Interviu Bersama Pseudo Saint: Kenangan Adiwarna Diselemuti Irama Awang

BERMACAM inspirasi bisa menjumpaimu dari arah manapun, dari sebuah ide mentah berubah menjadi kreativitas tanpa batasan. Dalam artikel ini kata ‘batasan’ yang dimaksud adalah jenis musik yang dimainkan. Dara bernama Savannah Rico ini tengah membuktikan isi pikirannya dengan begitu lampias di setiap musik nan tercipta.

Berada di bawah moniker sebagai Pseudo Saint, Savannah menyajikan inheren mulai dari psikedelik, dream pop, dan shoegaze, dengan nuansa yang begitu melandai. Dengan lirik berbicara tentang keintiman, hubungan, seks, proyeksi diri hingga identitas gender. Silahkan dengarkan melalui platform digital spotify:

Pemilihan nama ‘Pseudo Saint’ pun merupakan sepucuk kenangan tersendiri dari Savannah. Sampai akhirnya ia menyakinkan dirinya untuk terus menggunakan nama tersebut.

One day I was flipping through one of my old journals, and I found “pseudo saint” written in the middle of a blank page, and it resonated with me quite a bit at that moment,ucap Savannah kepada ku·mi·usik.

Menggunakan implementasi pikirannya dan pengalaman yang telah dilalui, Savannah pun menggunakan kamar tidurnya dalam merajut nada, hingga irama menjadi lagu utuh dari apa yang inginkan.
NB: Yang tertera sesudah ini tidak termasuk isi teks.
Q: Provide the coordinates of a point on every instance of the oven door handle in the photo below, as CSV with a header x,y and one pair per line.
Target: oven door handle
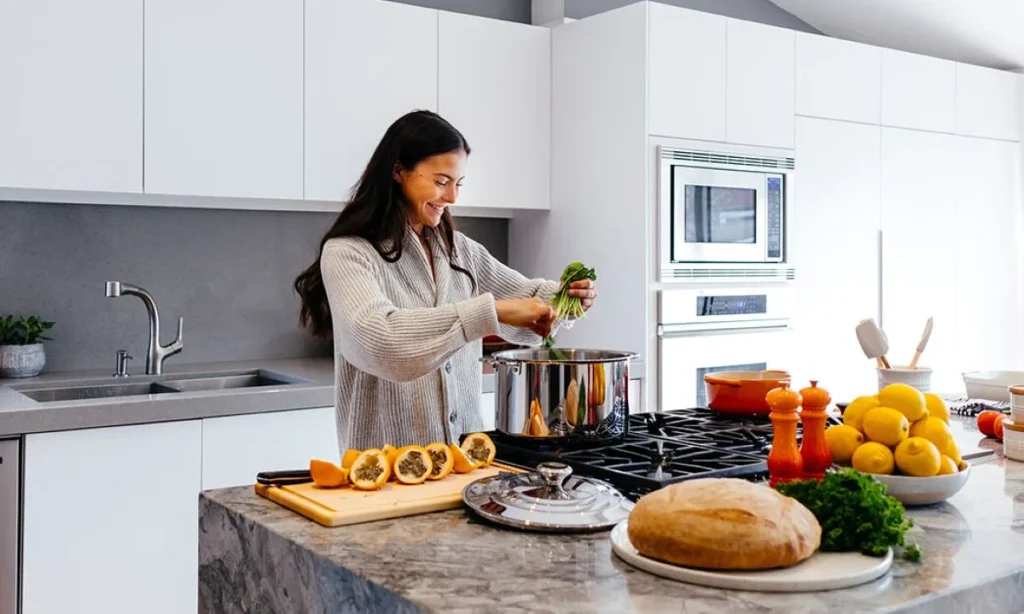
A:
x,y
676,331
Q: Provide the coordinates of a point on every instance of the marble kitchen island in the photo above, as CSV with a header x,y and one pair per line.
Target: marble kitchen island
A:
x,y
256,556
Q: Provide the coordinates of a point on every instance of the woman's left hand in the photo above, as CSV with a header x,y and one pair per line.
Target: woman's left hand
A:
x,y
586,290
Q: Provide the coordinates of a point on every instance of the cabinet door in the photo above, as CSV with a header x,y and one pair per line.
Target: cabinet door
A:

Silahkan nikmati wawancara ku·mi·usik bersama Savannah Rico pada 5 Mei 2021:

ku·mi·usik: May introduce yourself? (Bisa perkenalkan dirimu?)

Savannah Rico: Hello! My name is Savannah Rico, and I make music under the moniker Pseudo Saint.

(Halo! Namaku Savannah Rico, dan aku membuat musik dengan nama Pseudo Saint)

ku·mi·usik: So, what do you call the kind of music that you create? (Jadi, kamu sebut apa musik yang kamu ciptakan?)

Savannah Rico: To be completely honest, I am still trying to find the elevator pitch for my music. I think the umbrella term would defintely be indie, but I’ve been described as dream-pop, shoegazey, rumative, and gay haha. 

(Sejujurnya, aku masih mencoba untuk mencari penjelasan dari musikku. Menurutku istilah yang tepat adalah indie, tapi aku juga kerap digambarkan sebagai dream-pop, agak shoegaze, pemikir, dan gay, haha)

ku·mi·usik: Can you tell us how the process of making songs works? (Bagaimana proses pembuatan sebuah lagu?)

Savannah Rico: The process varies. Sometimes I write a complete song on the guitar that I record in my voice memo app, but most often a song begins with just a riff. I typically do a rough recording of the riff, then immediately overdub it with either more guitar or softsynths. I often feel like I am not introduced to many of my songs until I start building at least 2 or 3 more elements. I unfold the tone or rhythm of the song and that usually points me in a specific direction, lyrically and melodically. From there I will just loop the song endlessly, pacing, improvising melodies, as well as lyrics, or I will pull from my notes app. I find out what feels good to sing. I build pretty dense, almost complete, drafts of my songs, and then overtime, I workshop lyrics, re-record guitar and vocals, add and subtract components. Figuring out when the song is actually “complete” is another story.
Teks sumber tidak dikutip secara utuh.